For a network that powers the country, the United States electric grid is increasingly fragile. Millions of people, households and industries rely on the grid’s ability to balance the supply and demand for energy but extreme weather events and challenges predicting renewable energy generation levels have put significant pressure on it. Grid failures like the one that happened in Texas in 2021 can affect millions of people.
“The only way to prevent cascading outages is to better predict them,” said electrical engineering and computer science Professor Sara Eftekharnejad. “If we can predict the most probable grid failures then mitigative actions could be taken to prevent those failures .”
Eftekharnejad received an NSF CAREER Award to research the impacts of the uncertainties within the electric power grid and develop enhanced methods to predict disruptions. Her research will focus on two main areas –
- Statistical modeling for power grid failures that are often caused by severe weather and interconnectivity issues.
- Modeling the generation uncertainties, particularly as more power is generated by renewables that depend on weather conditions like wind and solar.
The two are separate issues but can also come together to cause significant problems.

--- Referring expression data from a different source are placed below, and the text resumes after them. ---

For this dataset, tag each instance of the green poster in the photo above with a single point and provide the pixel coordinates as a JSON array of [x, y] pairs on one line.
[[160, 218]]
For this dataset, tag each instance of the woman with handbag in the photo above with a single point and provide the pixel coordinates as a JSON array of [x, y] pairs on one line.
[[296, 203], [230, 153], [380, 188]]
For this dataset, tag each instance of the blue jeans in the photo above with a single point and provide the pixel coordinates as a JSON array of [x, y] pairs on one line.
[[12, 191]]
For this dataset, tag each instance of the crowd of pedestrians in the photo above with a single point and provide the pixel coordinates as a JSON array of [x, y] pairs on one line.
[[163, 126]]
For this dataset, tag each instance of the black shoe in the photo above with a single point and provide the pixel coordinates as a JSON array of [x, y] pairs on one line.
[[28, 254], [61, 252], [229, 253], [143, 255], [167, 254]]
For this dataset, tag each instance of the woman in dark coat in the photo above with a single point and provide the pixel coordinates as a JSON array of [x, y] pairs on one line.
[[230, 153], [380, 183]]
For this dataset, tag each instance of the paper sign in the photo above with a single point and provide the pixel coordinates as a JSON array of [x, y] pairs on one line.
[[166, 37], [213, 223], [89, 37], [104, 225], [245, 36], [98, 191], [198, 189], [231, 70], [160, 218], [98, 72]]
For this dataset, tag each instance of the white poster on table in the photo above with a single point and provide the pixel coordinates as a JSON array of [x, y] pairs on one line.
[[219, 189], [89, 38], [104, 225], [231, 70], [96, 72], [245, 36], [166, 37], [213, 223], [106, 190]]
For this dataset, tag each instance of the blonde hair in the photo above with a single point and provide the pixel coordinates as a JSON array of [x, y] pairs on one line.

“Generation and outages are interdependent. If there is an unforeseen shortage of renewable power generation, that could potentially lead to outages. Similarly, severe outages could disconnect the distributed renewable generation resources from the grid” said Eftekharnejad. “If the grid operators are aware of the impending failures considering these uncertainties, they can take actions that prevent large-scale blackouts.”

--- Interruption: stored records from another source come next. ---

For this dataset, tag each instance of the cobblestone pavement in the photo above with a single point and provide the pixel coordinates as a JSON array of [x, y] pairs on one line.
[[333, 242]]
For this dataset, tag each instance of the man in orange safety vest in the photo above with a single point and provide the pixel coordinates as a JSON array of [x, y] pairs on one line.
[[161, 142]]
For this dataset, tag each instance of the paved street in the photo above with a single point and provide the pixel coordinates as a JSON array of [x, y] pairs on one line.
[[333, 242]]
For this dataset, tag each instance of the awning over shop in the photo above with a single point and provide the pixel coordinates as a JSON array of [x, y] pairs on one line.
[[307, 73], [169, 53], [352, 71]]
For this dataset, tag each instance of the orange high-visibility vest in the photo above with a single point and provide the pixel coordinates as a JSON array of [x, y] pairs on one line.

To better predict power generation uncertainties and outages across the more than 7,000 power plants and 2.7 million miles of power lines that make up the United States power grid, Eftekharnejad and her research team will develop statistical predictive models.
“When outages cascade, it can affect millions of people. We are trying to develop better methods to estimate the probabilities of outages considering the uncertainties of the available generation resources,” said Eftekharnejad. “We are going to find a way to quantify the uncertainties using large-scale data and machine learning methods.”

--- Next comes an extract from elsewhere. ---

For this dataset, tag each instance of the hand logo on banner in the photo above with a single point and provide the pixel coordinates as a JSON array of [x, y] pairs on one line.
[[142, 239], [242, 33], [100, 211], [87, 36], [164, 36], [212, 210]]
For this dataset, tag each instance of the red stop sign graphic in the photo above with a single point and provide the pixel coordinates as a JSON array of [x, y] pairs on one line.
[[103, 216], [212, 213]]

Using historical or synthetic data, they will develop statistical models for outage predictions over hundreds of power lines.
“We are looking for a dynamic model that can adjust in real time. The model would learn from the system measurements and adjust itself to better capture the existing uncertainties,” said Eftekharnejad. “Once we know how to model outages and predict them – now we have a way to quickly predict outages in seconds.”
Eftekharnejad and her team also want to develop better forecast models for wind and solar power generation.
“If we can better predict the day-ahead generation uncertainties, we can better plan for those uncertainties and ensure adequate reserves are available,” said Eftekharnejad.
In addition to preventing large-scale blackouts, Eftekharnejad says better modeling of the grid uncertainties could also have significant economic benefits.
“Reducing disruptions is better for the electric utilities and customers. More reliable power could reduce costs for both,” said Eftekharnejad.
“Receiving an NSF CAREER award is an important accomplishment and recognition for new faculty. The awards support pre-tenure early-career assistant professors,” said Jae Oh, the David G. Edelstein Professor for Broadening Participation and chair of the Department of Electrical Engineering and Computer Science. “The EECS department has been regularly producing CAREER awardees in recent years, and we expect this trend to continue in many future years.”
“Dr. Eftekharnejad’s research reveals the power of algorithms in modern society. We obviously cannot afford to rely on nonrenewable resources exclusively for power, nor can we always imagine what power demands and failure events will happen in the future,” said J. Cole Smith, Dean of the College of Engineering and Computer Science. “Her research will ultimately serve to make our power grid more effective in normal operations, more reliable in times of disruptions, and more efficient in using renewable energy sources. This kind of research is just so vital to addressing modern challenges to our national security and quality of life, and the College is excited to see what she and her team of students will produce with this prestigious award.”